- Directed by: Michael Jacot
- Written by: Michael Jacot
- Starring: Jon Granik Nuala Fitzgerald Milena Dvorská Al Waxman
- Cinematography: Jiří Tarantík
- Edited by: Anthony Bower
- Music by: Milan Kymlicka
- Production companies: Michael Jacot Productions Barrandov Studios
- Distributed by: Michael Jacot Productions
- Release date: October 2, 1970;
- Running time: 98 minutes
- Country: Canada
- Language: English

= The Last Act of Martin Weston =

1970 film by Martin Jacot

The Last Act of Martin Weston is a Canadian-Czech drama film, directed by Michael Jacot and released in 1970. The film stars Jon Granik as Martin Weston, an American businessman working in Prague who is dissatisfied with his life and planning his suicide.

The cast also includes Nuala Fitzgerald, Milena Dvorská and Al Waxman.

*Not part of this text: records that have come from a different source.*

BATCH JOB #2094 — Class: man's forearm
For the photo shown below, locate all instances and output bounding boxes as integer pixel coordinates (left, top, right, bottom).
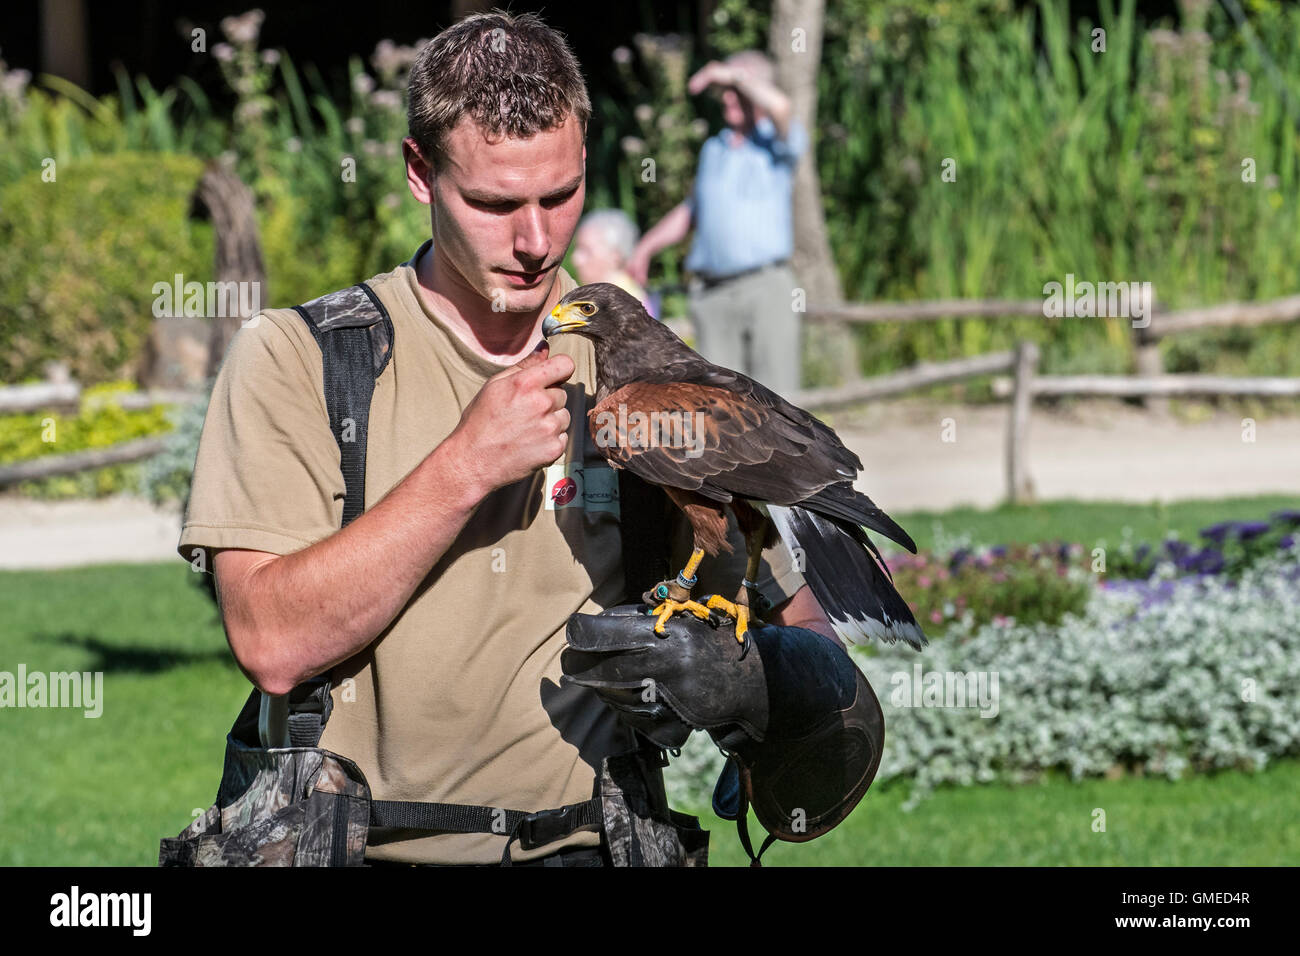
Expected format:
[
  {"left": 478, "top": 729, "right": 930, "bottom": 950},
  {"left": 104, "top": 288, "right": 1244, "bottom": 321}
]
[
  {"left": 218, "top": 431, "right": 487, "bottom": 695},
  {"left": 770, "top": 584, "right": 844, "bottom": 650},
  {"left": 637, "top": 201, "right": 692, "bottom": 259},
  {"left": 734, "top": 74, "right": 793, "bottom": 139}
]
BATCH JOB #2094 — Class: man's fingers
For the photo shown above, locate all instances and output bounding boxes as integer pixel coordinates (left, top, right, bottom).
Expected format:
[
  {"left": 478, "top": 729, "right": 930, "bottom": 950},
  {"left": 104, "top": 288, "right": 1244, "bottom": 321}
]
[
  {"left": 494, "top": 340, "right": 550, "bottom": 380},
  {"left": 518, "top": 352, "right": 576, "bottom": 390},
  {"left": 546, "top": 385, "right": 568, "bottom": 413}
]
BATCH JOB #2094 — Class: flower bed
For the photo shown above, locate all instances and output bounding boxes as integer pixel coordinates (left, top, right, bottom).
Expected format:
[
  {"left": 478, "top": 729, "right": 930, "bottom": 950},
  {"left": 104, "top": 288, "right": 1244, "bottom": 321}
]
[
  {"left": 666, "top": 545, "right": 1300, "bottom": 812},
  {"left": 885, "top": 543, "right": 1092, "bottom": 634}
]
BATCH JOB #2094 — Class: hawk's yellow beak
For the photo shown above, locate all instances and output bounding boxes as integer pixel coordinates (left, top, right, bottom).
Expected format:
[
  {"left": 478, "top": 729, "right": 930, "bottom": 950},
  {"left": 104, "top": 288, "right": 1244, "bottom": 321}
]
[{"left": 542, "top": 303, "right": 590, "bottom": 336}]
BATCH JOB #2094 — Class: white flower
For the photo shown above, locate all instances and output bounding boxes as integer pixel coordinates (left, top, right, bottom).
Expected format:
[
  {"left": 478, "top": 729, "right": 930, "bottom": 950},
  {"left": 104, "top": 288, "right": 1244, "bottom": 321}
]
[{"left": 220, "top": 9, "right": 265, "bottom": 47}]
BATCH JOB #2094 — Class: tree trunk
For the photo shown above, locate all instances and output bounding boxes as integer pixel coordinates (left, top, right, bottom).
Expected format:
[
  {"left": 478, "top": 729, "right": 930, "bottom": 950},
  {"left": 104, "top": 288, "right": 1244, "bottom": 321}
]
[
  {"left": 192, "top": 162, "right": 267, "bottom": 380},
  {"left": 770, "top": 0, "right": 857, "bottom": 386}
]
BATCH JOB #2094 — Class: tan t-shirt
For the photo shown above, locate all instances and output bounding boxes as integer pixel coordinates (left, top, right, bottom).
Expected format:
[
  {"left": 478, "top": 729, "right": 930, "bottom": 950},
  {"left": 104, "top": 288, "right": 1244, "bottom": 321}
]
[{"left": 180, "top": 240, "right": 804, "bottom": 863}]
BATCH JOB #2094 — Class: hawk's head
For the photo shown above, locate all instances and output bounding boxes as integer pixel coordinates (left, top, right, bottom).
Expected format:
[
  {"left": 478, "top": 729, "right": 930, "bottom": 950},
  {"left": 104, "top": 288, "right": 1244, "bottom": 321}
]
[{"left": 542, "top": 283, "right": 654, "bottom": 342}]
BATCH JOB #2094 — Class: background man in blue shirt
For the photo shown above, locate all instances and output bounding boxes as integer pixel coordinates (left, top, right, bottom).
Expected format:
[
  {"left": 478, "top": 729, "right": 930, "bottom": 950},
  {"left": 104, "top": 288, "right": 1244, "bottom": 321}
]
[{"left": 628, "top": 50, "right": 807, "bottom": 395}]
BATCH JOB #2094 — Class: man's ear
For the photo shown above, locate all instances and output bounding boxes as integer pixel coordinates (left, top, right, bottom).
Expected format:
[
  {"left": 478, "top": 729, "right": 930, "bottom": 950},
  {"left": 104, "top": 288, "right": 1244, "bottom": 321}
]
[{"left": 403, "top": 137, "right": 434, "bottom": 205}]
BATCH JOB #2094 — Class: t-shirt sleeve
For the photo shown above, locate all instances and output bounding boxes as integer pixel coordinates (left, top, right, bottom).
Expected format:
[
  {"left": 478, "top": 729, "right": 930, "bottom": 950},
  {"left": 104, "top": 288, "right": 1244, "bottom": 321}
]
[
  {"left": 178, "top": 309, "right": 344, "bottom": 567},
  {"left": 767, "top": 117, "right": 807, "bottom": 166}
]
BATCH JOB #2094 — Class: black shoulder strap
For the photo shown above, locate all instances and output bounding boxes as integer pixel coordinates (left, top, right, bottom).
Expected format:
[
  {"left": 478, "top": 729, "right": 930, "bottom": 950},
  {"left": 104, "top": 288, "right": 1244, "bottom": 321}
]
[
  {"left": 293, "top": 282, "right": 394, "bottom": 528},
  {"left": 247, "top": 282, "right": 394, "bottom": 750}
]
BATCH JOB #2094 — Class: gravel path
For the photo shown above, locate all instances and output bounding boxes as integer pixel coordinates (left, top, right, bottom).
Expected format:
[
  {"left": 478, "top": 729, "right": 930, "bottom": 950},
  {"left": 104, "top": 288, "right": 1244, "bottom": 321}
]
[
  {"left": 836, "top": 401, "right": 1300, "bottom": 514},
  {"left": 3, "top": 401, "right": 1297, "bottom": 569}
]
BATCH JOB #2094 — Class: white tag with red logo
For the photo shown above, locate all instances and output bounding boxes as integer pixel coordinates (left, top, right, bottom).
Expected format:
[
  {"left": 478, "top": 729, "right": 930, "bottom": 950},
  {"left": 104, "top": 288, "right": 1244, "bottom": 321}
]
[{"left": 544, "top": 461, "right": 619, "bottom": 515}]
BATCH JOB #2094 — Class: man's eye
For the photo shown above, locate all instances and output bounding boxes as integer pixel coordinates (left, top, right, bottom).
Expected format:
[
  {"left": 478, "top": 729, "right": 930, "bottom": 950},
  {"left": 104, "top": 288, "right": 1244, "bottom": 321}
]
[
  {"left": 470, "top": 198, "right": 515, "bottom": 212},
  {"left": 541, "top": 190, "right": 577, "bottom": 209}
]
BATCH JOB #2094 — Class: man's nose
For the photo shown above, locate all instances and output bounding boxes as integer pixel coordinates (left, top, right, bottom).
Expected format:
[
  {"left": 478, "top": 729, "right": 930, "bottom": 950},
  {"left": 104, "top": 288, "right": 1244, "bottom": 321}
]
[{"left": 514, "top": 206, "right": 550, "bottom": 263}]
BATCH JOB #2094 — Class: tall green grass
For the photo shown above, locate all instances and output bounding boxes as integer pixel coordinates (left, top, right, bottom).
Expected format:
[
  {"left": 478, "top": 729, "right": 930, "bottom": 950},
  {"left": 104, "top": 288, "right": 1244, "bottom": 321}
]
[
  {"left": 2, "top": 1, "right": 1299, "bottom": 383},
  {"left": 821, "top": 0, "right": 1300, "bottom": 377}
]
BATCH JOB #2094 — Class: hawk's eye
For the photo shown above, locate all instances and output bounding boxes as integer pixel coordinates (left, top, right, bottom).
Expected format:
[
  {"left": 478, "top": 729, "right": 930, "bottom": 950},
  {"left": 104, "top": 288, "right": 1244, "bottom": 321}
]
[{"left": 579, "top": 302, "right": 597, "bottom": 317}]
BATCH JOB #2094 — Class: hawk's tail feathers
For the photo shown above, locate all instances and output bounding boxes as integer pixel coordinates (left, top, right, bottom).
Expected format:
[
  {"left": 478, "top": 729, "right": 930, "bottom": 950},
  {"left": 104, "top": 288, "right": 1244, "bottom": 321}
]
[{"left": 767, "top": 504, "right": 927, "bottom": 650}]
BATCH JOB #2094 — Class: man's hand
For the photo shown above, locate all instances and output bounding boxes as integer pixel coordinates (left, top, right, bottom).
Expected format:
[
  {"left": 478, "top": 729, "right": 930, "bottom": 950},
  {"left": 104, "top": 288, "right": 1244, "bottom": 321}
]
[
  {"left": 447, "top": 341, "right": 574, "bottom": 496},
  {"left": 687, "top": 60, "right": 739, "bottom": 96},
  {"left": 689, "top": 57, "right": 794, "bottom": 140}
]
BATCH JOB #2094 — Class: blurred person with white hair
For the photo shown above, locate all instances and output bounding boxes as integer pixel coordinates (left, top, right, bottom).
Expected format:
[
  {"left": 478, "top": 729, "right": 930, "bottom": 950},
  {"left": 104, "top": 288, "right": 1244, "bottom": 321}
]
[
  {"left": 627, "top": 49, "right": 806, "bottom": 395},
  {"left": 572, "top": 209, "right": 656, "bottom": 317}
]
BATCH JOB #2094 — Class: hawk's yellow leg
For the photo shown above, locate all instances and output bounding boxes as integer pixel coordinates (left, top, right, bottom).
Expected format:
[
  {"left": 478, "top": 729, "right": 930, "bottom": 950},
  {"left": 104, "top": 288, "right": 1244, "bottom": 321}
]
[
  {"left": 650, "top": 547, "right": 714, "bottom": 634},
  {"left": 705, "top": 525, "right": 766, "bottom": 645}
]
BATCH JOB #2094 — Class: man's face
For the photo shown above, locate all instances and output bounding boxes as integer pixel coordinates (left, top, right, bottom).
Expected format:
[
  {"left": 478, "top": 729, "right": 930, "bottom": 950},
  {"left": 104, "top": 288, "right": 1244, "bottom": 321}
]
[
  {"left": 719, "top": 86, "right": 752, "bottom": 132},
  {"left": 572, "top": 224, "right": 624, "bottom": 287},
  {"left": 417, "top": 113, "right": 586, "bottom": 313}
]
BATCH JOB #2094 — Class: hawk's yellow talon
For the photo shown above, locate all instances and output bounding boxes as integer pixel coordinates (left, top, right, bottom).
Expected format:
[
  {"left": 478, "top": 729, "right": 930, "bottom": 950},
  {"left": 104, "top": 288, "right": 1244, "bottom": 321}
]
[
  {"left": 651, "top": 598, "right": 713, "bottom": 633},
  {"left": 706, "top": 595, "right": 750, "bottom": 645}
]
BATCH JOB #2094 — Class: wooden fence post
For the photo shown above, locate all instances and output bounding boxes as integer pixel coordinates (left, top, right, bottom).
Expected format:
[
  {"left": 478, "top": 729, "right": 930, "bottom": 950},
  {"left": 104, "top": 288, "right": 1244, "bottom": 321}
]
[
  {"left": 1006, "top": 340, "right": 1039, "bottom": 504},
  {"left": 1133, "top": 290, "right": 1167, "bottom": 414}
]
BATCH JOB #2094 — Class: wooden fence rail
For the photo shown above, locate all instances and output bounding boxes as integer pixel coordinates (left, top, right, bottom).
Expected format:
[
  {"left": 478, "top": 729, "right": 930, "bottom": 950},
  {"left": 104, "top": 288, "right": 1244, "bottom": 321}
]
[
  {"left": 804, "top": 291, "right": 1300, "bottom": 338},
  {"left": 0, "top": 437, "right": 170, "bottom": 489},
  {"left": 789, "top": 350, "right": 1016, "bottom": 412},
  {"left": 992, "top": 374, "right": 1300, "bottom": 399},
  {"left": 0, "top": 383, "right": 198, "bottom": 415}
]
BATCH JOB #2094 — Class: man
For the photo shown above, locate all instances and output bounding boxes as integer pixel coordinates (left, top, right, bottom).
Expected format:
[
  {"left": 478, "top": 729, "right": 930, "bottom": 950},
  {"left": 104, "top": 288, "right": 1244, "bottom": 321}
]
[
  {"left": 182, "top": 11, "right": 830, "bottom": 867},
  {"left": 628, "top": 50, "right": 806, "bottom": 396}
]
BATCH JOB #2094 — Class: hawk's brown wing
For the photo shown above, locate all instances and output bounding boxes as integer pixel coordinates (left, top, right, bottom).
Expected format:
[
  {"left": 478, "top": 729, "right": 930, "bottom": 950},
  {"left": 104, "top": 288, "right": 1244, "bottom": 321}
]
[{"left": 588, "top": 369, "right": 859, "bottom": 507}]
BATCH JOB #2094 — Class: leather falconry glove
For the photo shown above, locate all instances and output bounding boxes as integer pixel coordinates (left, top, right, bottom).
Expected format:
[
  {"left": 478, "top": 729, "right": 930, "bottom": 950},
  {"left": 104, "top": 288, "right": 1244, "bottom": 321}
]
[{"left": 560, "top": 604, "right": 885, "bottom": 865}]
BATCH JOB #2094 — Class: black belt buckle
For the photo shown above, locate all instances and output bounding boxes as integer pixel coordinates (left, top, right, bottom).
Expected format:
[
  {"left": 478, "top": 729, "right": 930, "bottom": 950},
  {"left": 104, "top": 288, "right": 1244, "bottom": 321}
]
[{"left": 517, "top": 804, "right": 584, "bottom": 851}]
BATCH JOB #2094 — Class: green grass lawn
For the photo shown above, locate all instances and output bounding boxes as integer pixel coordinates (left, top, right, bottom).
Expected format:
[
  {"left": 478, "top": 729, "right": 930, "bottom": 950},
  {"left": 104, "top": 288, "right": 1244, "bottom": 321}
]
[
  {"left": 1, "top": 494, "right": 1297, "bottom": 866},
  {"left": 689, "top": 760, "right": 1300, "bottom": 866},
  {"left": 894, "top": 494, "right": 1300, "bottom": 553}
]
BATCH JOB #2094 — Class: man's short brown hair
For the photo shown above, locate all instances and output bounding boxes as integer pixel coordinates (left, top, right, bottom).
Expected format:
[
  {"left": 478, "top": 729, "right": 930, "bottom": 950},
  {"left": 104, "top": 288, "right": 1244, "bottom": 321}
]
[{"left": 407, "top": 9, "right": 590, "bottom": 172}]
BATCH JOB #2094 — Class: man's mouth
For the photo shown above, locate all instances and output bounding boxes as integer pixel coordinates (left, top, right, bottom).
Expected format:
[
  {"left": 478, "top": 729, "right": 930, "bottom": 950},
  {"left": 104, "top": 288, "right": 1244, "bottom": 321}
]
[{"left": 499, "top": 265, "right": 551, "bottom": 287}]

The film had originally been planned to be set and shot in Canada; however, after Jacot failed to secure funding from the Canadian Film Development Corporation, he instead reached a deal with the Czech production firm Barrandov Studios to shoot the film in Prague.

The film premiered in competition at the 22nd Canadian Film Awards. It was also later screened at the 1971 Cannes Film Festival as part of Cinema Canada, a non-competitive lineup of Canadian films.